Orffs Gedanke, dass der Spieler der Elementaren Musik fähig sein sollte, sein Instrument auch selbst zu bauen, geht auf musikethnologische Aspekte zurück, die ihm durch den Musikanthropologen Curt Sachs (Weinbuch 2010, 54ff.) vermittelt wurden. Orff fordert für die Improvisation in der > Elementaren Musikübung ein enges „Verbundensein mit dem Instrument“ (Orff 1932/33, zit. Kugler 2002, 191), wie man es in den sog. primitiven Kulturen (> Primitive Musik) findet, wo der Musiker „nicht nur der Instrumentenspieler, sondern auch sein eigener Instrumentenbauer“ (ebd.) ist. Einen gewissen Einfluss hatte wohl auch die Bauhausbewegung, die in ihrer Werkidee einen engen Bezug des Künstlers zu Qualitäten des Materials und zum Sinn des von ihm gestalteten Gegenstands forderte. In Orffs Konzept der Elementaren Musik sollte der Instrumentalist im Sinne dieser Werkidee durch die Beschäftigung mit dem Material eine sinnenhafte Beziehung zum Instrument aufbauen (Kugler 2002, 191f.).

Der Selbstbau von kleinen Perkussionsinstrumenten wie Rasseln und Rollschellen war in der Günther-Schule schon in den Anfängen üblich (Orff 1976, 18), denn man benötigte Klangerzeuger, die sich in der tänzerischen Bewegung mitführen lassen. Um 1930 gründete Gunild Keetman eine Werkstatt, in der kleine Perkussionsinstrumente, Fellinstrumente, Xylophone und Blockflöten gebaut wurden. Ein Foto von 1933 zeigt Keetman mit zwei Schülerinnen bei der Arbeit (Kugler 2002, 267). Orff plante dann für seine Publikationsreihe > „Elementare Musikübung“ eine Arbeitsanleitung zum Eigenbau von elementaren Instrumenten. Er lud Ludwig Hirschfeld-Mack vom Bauhaus ein, an der Zweigstelle der Günther-Schule in Berlin Unterricht im Instrumentenbau zu geben. Das Ergebnis dieser Arbeit sollte in der Publikationsreihe > „Elementare Musikübung“ als Heft mit dem Titel „Bastelbuch“ veröffentlicht werden (Twittenhoff 1935, 24). Dieses Heft ist nicht erschienen, was auf die Emigration von Hirschfeld-Mack 1936 nach England und auf die Einstellung der Publikationsreihe beim Schott-Verlag zurückzuführen ist.
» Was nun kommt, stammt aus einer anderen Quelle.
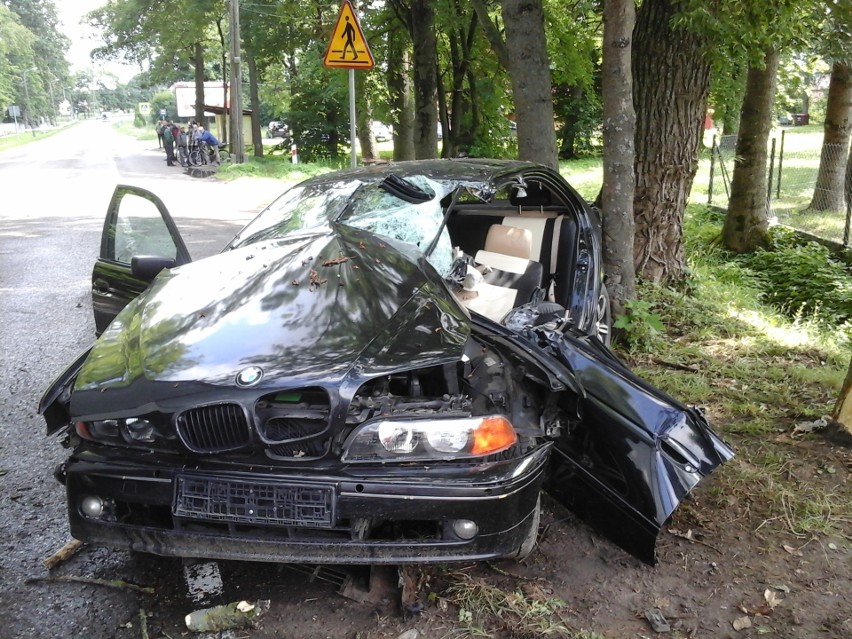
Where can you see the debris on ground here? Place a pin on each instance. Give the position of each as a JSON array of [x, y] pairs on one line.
[[109, 583], [237, 614], [63, 554], [203, 581], [741, 623], [658, 622]]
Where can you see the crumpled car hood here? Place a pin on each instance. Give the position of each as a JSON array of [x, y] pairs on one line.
[[304, 308]]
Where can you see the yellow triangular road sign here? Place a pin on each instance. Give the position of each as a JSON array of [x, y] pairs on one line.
[[348, 49]]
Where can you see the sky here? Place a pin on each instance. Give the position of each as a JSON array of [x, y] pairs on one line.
[[84, 38]]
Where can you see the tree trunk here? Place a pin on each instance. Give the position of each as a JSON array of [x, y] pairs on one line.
[[402, 107], [828, 193], [254, 96], [198, 59], [619, 125], [425, 79], [529, 71], [747, 223], [492, 33], [671, 79], [223, 134], [363, 117]]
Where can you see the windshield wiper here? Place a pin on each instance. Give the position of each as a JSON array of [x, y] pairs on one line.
[[405, 190]]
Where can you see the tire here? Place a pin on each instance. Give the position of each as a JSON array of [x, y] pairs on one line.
[[603, 318], [528, 544]]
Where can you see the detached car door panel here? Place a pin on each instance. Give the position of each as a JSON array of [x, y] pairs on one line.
[[139, 239]]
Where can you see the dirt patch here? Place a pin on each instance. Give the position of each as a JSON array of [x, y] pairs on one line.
[[740, 559]]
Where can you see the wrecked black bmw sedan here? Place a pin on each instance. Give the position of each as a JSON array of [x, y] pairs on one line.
[[387, 365]]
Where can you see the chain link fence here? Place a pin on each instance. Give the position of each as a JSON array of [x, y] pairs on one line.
[[798, 195]]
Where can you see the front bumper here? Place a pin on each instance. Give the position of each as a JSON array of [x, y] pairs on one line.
[[382, 516]]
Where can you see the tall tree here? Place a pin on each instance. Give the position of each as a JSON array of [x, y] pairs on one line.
[[619, 126], [671, 76], [401, 99], [524, 55], [761, 32], [747, 223], [829, 190], [529, 70]]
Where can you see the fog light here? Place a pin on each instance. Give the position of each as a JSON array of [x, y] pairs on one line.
[[92, 506], [465, 528]]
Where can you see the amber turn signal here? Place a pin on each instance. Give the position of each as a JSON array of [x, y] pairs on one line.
[[493, 434]]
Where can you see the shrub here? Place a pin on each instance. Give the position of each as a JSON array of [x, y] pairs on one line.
[[803, 279]]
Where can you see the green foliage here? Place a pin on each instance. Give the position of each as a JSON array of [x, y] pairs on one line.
[[639, 327], [803, 279], [318, 116], [138, 118], [163, 100]]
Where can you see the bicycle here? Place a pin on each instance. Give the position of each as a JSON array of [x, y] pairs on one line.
[[201, 154]]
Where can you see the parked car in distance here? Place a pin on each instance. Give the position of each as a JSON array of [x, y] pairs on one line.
[[381, 132], [387, 365], [277, 129]]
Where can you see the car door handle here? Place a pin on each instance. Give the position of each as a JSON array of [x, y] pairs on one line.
[[101, 287]]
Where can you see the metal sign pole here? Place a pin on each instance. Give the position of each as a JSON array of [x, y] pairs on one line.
[[352, 132]]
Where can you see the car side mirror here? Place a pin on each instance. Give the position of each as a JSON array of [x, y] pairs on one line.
[[147, 267]]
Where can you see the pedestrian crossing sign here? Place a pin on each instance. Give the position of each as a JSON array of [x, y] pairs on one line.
[[348, 48]]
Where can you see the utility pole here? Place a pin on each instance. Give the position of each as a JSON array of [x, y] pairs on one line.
[[237, 146]]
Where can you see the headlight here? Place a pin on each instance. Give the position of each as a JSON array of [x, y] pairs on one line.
[[423, 440], [132, 430]]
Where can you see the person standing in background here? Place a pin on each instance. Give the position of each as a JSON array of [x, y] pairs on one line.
[[169, 144]]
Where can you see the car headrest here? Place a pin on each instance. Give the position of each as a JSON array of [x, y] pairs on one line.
[[509, 240]]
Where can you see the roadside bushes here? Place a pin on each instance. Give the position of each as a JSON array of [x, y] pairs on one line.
[[803, 279]]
Von Keetman und von Schülerinnen selbst gebaute Instrumente sind im Foyer des Orff-Instituts Salzburg in einem Glasschrank ausgestellt.

 

 

Literaturhinweise:

 

Kugler, Michael (Hg.): Elementarer Tanz – Elementare Musik. Die Günther-Schule München 1924 bis 1944. Mainz 2002

Orff, Carl: Schulwerk. Elementare Musik. Tutzing 1976 (Carl Orff und sein Werk. Dokumentation Bd. 3)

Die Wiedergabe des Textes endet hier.